Meskipun IHSG bergerak negatif, cukup menarik bahwa mayoritas sektor justru menunjukkan kinerja positif. Sektor industri memimpin penguatan dengan kenaikan 1,71 persen, disusul sektor transportasi (1,33 persen), properti (1,17 persen), kesehatan (0,93 persen), dan energi (0,89 persen). Sektor non-siklikal, teknologi, dan bahan baku juga mencatatkan kenaikan masing-masing sebesar 0,79 persen, 0,74 persen, dan 0,50 persen. Sektor infrastruktur dan siklikal menunjukan peningkatan minimal, yakni 0,01 persen.

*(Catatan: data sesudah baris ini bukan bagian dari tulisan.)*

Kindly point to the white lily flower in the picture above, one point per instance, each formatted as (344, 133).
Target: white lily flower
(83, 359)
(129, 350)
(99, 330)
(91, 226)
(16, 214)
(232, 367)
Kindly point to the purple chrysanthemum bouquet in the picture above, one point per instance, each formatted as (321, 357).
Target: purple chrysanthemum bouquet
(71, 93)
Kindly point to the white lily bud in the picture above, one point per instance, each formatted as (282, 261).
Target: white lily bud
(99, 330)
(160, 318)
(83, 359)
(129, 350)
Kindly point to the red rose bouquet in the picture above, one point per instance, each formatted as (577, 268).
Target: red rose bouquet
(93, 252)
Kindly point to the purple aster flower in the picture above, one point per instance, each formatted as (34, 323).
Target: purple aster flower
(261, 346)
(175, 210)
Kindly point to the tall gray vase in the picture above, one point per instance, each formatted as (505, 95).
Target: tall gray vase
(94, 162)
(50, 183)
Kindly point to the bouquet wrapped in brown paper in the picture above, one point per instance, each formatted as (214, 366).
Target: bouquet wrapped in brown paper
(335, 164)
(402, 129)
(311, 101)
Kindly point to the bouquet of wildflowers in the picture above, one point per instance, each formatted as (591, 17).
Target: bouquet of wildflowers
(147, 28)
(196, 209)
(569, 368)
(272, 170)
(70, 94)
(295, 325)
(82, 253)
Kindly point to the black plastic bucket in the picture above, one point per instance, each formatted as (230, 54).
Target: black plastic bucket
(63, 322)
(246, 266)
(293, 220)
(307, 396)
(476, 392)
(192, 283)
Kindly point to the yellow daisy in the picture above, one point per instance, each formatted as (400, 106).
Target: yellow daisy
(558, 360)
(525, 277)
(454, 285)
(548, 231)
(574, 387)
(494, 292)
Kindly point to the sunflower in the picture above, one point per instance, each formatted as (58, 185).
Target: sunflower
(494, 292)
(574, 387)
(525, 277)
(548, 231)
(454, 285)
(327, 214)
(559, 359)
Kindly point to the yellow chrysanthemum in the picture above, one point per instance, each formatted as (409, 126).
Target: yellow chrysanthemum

Namun, penurunan IHSG terutama disebabkan oleh pelemahan sektor keuangan yang turun 0,14 persen. Saham PT Bank Central Asia Tbk (BBCA) menjadi sorotan, mengalami koreksi cukup signifikan sebesar 2,01 persen dan memberikan tekanan terhadap indeks. Pergerakan ini patut menjadi perhatian investor.
Di sisi lain, bursa Asia menunjukkan pergerakan yang beragam. Hang Seng Index dan Shanghai Composite Index menunjukan penguatan masing-masing sebesar 0,19 persen dan 0,14 persen. Berbeda dengan Nikkei 225 Index Tokyo yang mengalami penurunan 0,12 persen. Secara keseluruhan, pergerakan IHSG hari ini menunjukkan dinamika pasar yang menarik dan perlu dipantau perkembangannya lebih lanjut.